Re: calling convention stdcalll and cdecl call

From:

"Alf P. Steinbach" <alfps@start.no>

Newsgroups:

microsoft.public.vc.language

Date:

Tue, 22 Jul 2008 18:19:38 +0200

Message-ID:

<P86dnTRuDKYWlRvVnZ2dnUVZ_ofinZ2d@posted.comnet>

* Ben Voigt [C++ MVP]:

[snip]

And second, your article contained four individual fallacies which I
pointed out individually, no one individual pointing-out-of-fallacy
relying on others.

Well, by assigning neatly numbered points to each sequential piece of the
argument, I think we've shown the argument is valid, you contest one of the
premises.

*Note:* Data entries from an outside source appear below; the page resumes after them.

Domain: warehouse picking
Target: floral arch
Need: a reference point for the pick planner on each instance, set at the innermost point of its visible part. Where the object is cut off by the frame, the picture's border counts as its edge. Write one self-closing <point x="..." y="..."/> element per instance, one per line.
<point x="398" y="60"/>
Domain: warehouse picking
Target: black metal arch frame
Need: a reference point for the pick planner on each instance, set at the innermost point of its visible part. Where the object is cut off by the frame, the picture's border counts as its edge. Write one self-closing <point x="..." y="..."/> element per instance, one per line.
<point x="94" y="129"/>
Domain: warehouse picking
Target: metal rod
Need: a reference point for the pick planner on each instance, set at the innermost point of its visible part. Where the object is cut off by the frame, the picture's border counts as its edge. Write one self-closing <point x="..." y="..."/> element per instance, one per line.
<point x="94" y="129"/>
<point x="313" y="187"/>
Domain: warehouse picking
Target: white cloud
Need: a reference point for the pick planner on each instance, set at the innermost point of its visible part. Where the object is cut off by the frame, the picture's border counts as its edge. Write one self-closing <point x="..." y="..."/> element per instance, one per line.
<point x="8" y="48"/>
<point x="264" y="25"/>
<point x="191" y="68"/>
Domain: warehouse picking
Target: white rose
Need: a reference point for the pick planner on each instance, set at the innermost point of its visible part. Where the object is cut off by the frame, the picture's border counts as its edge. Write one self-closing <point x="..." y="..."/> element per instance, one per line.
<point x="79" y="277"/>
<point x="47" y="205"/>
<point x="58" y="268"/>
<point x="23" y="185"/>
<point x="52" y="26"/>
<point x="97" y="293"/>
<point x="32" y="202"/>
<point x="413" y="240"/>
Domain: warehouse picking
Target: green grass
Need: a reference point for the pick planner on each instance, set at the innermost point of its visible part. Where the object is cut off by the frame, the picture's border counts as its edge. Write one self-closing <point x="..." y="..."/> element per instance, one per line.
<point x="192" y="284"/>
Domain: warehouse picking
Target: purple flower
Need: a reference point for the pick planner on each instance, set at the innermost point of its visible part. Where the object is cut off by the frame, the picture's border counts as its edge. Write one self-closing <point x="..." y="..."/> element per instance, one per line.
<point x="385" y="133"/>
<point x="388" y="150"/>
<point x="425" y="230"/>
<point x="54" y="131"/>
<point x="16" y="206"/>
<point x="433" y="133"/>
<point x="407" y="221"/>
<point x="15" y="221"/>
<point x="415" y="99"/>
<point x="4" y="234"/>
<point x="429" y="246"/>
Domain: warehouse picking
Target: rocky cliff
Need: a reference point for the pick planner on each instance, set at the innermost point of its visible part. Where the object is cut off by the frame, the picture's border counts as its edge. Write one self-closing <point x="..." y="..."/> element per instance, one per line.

Which is quite different from having four fallacies, but that is
the advantage of laying things out so neatly.

This statement could easily be misinterpreted by some reader other than me, due
to the quoting technique you employed here.

The four fallacies were mentioned in the context of your previous article, call
it X, not the one you're talking about above, and we're talking about here, call
it Y, with numbered points.

In article Y I though the reasoning was fine, but premise #1 didn't hold.

I'm now going to quote you out-of-order but I think not out of context.

[snip]

QED, by contradiction of consequence #3 with point #1.

Point #1 does not hold. :-)

Ok, now that we've gotten that squared away, we can address only Point #1 in
the future.

[snip]

I will present my argument in a simpler form to make it easier to
respond to.

Good, thank you.

Premise #1 -- An calling convention implements stdcall iff it in
binary compatible with every other conformant implementation.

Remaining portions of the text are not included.